Le petit oubli
J’ai pris une bonne grosse journée pour revirer la fameuse « entente » du gouvernement dans tous les sens et un élément me chicote. En effet, il semblerait que malgré ce que tous les journaux rapportent, vos frais institutionnels obligatoires ne baisseront peut-être pas. Non seulement ils ne baisseront peut-être pas, mais ils pourraient continuer d’augmenter.
Depuis maintenant quelques années, les frais institutionnels obligatoires (FIO) sont réglementés. Essentiellement cette entente autorise les universités à augmenter leur FIO de 15 $ à 50 $ par année (en fait automne et hiver ensemble), selon les frais déjà chargés par l’institution. La liste de tous les FIO par institution et la hausse qui peut s’y rattacher serait exhaustive. Disons simplement qu’en moyenne, entre 2007 et 2011, les universités ont augmenté ces frais d’environ 26 ou 27 $ par année.
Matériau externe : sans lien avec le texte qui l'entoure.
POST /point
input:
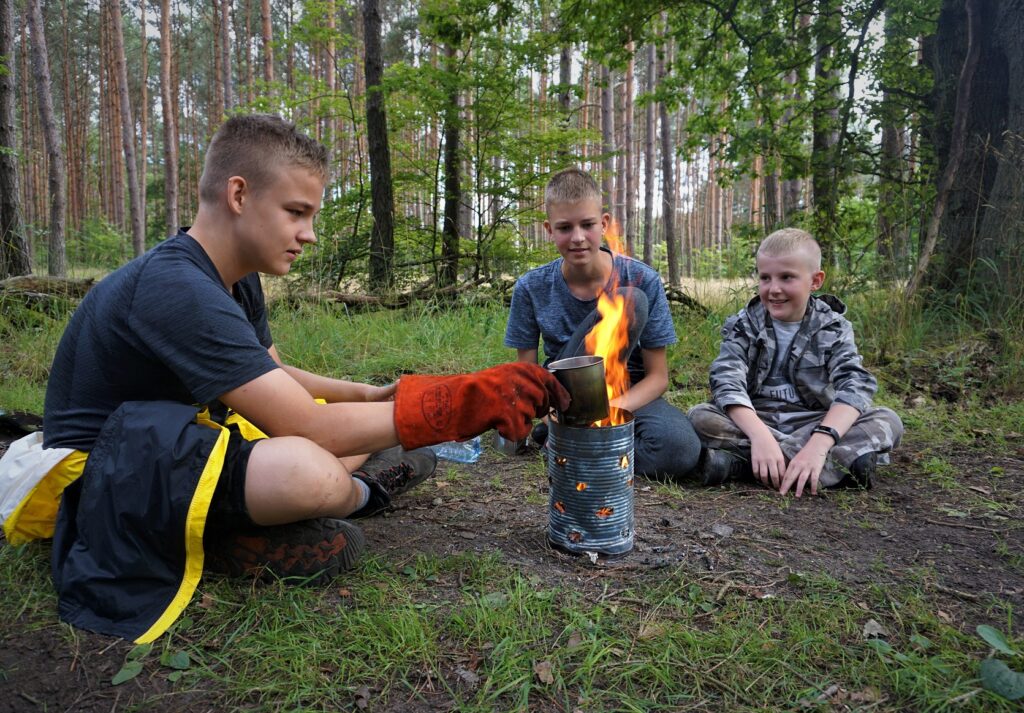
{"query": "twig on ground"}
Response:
(965, 526)
(955, 592)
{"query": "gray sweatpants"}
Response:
(878, 429)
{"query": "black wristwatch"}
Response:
(827, 430)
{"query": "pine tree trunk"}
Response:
(225, 53)
(267, 44)
(668, 181)
(607, 139)
(170, 123)
(825, 122)
(631, 174)
(978, 133)
(650, 126)
(56, 260)
(382, 234)
(453, 181)
(143, 116)
(127, 140)
(13, 250)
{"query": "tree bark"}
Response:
(825, 120)
(631, 176)
(976, 224)
(143, 115)
(225, 53)
(668, 180)
(382, 234)
(453, 180)
(170, 122)
(607, 139)
(13, 250)
(267, 44)
(127, 134)
(56, 260)
(650, 127)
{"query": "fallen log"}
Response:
(398, 300)
(75, 288)
(674, 294)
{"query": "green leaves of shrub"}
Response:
(995, 675)
(1001, 679)
(134, 660)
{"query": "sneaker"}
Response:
(861, 471)
(392, 472)
(315, 550)
(540, 433)
(717, 466)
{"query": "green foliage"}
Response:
(99, 245)
(996, 675)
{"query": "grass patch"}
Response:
(495, 639)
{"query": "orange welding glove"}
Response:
(431, 410)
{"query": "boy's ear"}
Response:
(817, 280)
(238, 194)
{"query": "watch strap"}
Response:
(827, 430)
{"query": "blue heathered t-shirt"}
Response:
(161, 328)
(544, 307)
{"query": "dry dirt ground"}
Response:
(957, 544)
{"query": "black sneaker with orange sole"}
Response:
(313, 550)
(391, 472)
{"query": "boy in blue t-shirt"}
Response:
(558, 302)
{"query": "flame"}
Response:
(609, 337)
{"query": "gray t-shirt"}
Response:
(777, 387)
(544, 307)
(161, 328)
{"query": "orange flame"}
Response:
(609, 337)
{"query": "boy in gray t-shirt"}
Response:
(557, 302)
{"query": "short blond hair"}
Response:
(570, 185)
(254, 147)
(788, 241)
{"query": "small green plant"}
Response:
(995, 674)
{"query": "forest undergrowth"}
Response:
(904, 597)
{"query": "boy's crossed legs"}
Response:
(877, 430)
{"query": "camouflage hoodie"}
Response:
(823, 362)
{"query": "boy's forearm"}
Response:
(748, 421)
(641, 393)
(329, 388)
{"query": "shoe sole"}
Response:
(314, 550)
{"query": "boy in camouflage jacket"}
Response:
(792, 401)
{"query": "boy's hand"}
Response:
(375, 393)
(805, 469)
(767, 461)
(434, 409)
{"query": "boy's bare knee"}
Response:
(293, 478)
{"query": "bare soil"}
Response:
(960, 545)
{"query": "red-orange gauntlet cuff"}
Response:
(434, 409)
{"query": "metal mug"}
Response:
(583, 377)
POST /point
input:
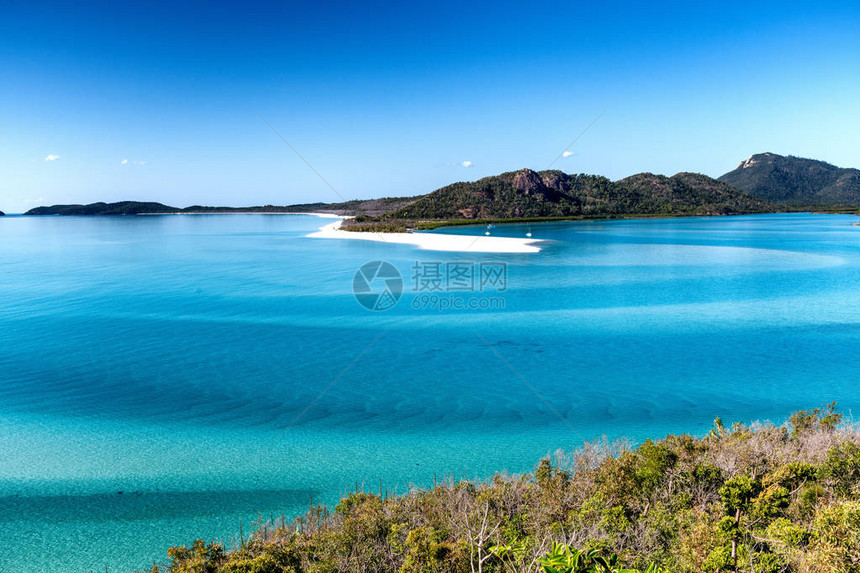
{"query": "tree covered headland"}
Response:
(757, 498)
(526, 194)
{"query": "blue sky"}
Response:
(163, 102)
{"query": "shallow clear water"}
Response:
(215, 369)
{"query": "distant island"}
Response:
(764, 183)
(795, 180)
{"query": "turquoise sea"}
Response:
(164, 378)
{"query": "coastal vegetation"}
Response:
(764, 183)
(796, 181)
(526, 195)
(751, 498)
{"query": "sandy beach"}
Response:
(435, 241)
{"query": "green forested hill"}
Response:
(528, 194)
(795, 180)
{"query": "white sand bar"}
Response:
(435, 241)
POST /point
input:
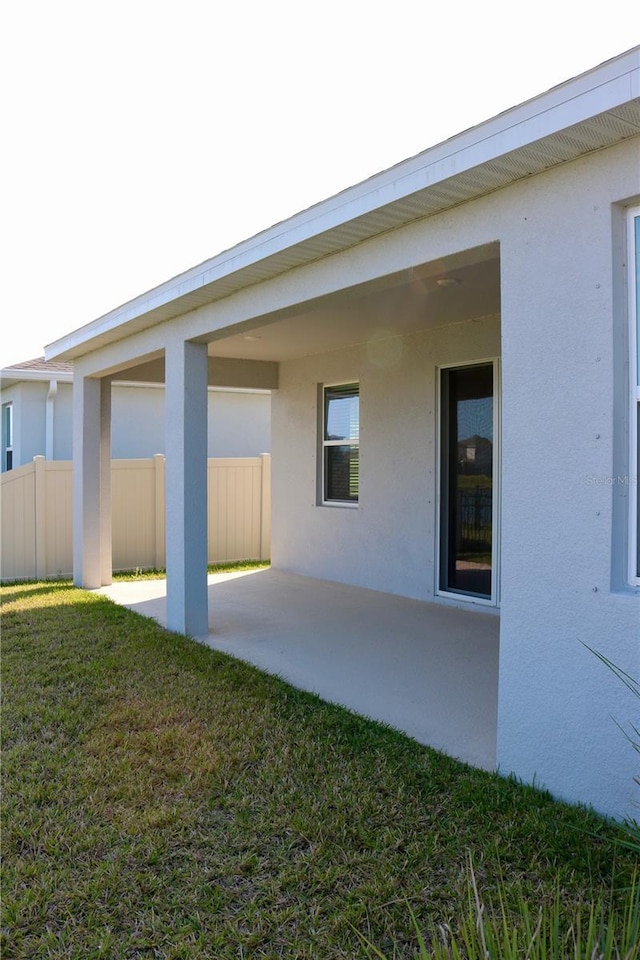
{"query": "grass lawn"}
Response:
(162, 800)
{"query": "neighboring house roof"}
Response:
(597, 109)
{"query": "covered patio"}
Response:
(427, 669)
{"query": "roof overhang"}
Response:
(592, 111)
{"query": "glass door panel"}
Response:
(466, 521)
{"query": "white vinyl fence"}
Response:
(36, 534)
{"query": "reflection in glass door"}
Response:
(467, 487)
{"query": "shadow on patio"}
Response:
(424, 668)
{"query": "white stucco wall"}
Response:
(563, 356)
(239, 422)
(564, 323)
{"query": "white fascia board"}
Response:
(595, 92)
(10, 376)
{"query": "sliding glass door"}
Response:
(467, 493)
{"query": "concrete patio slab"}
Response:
(427, 669)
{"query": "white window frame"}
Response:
(494, 600)
(633, 259)
(325, 444)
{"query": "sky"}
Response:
(141, 138)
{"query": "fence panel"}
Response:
(133, 512)
(58, 519)
(18, 523)
(234, 490)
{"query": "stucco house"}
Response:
(452, 347)
(37, 413)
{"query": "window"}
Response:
(7, 440)
(634, 413)
(340, 443)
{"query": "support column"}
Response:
(92, 557)
(186, 487)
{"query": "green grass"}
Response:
(162, 800)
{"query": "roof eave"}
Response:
(602, 92)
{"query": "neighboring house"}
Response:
(477, 298)
(36, 399)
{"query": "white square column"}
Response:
(186, 487)
(92, 551)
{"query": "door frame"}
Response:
(494, 600)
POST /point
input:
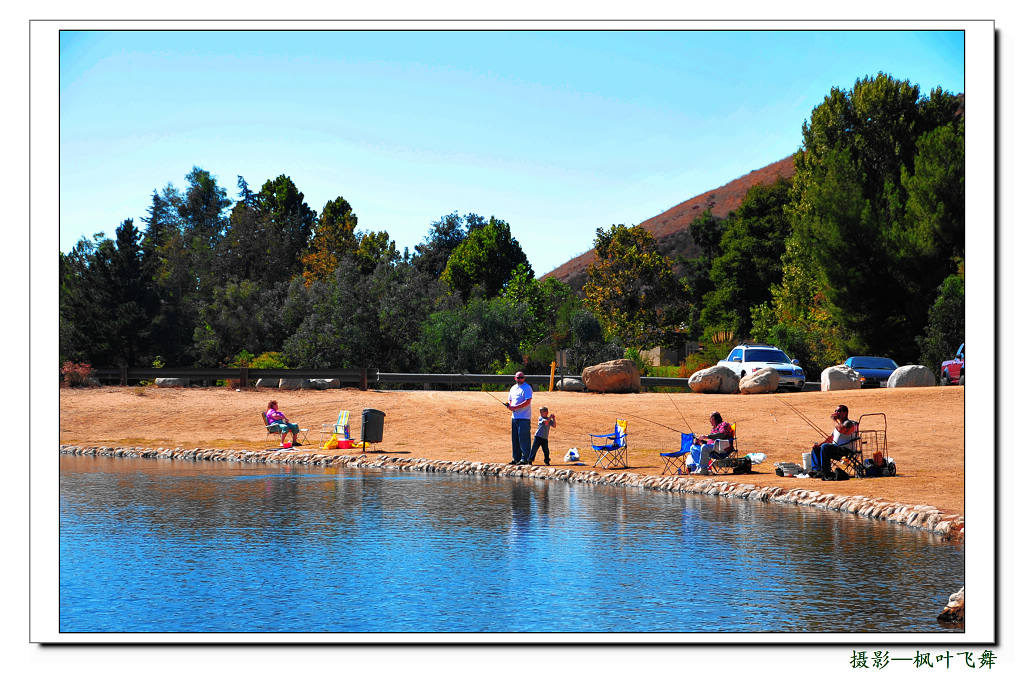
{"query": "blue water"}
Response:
(162, 546)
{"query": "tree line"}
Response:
(861, 252)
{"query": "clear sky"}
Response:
(558, 133)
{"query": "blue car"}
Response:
(873, 371)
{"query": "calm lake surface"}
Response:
(165, 546)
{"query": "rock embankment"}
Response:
(925, 517)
Or, l’« entente » présentée ce samedi ne contient aucune note concernant l’application de cette règle sur les FIO. Essentiellement, tout ce qui est convenu, est de geler 125 $ de FIO sur votre facture et de le reporter à six mois ou un an, pour laisser le temps aux étudiants de prouver qu’il y a de l’argent à économiser. Rien ne stipule cependant que les universités n’ont pas le droit de hausser, en fonction de la règle, leur FIO.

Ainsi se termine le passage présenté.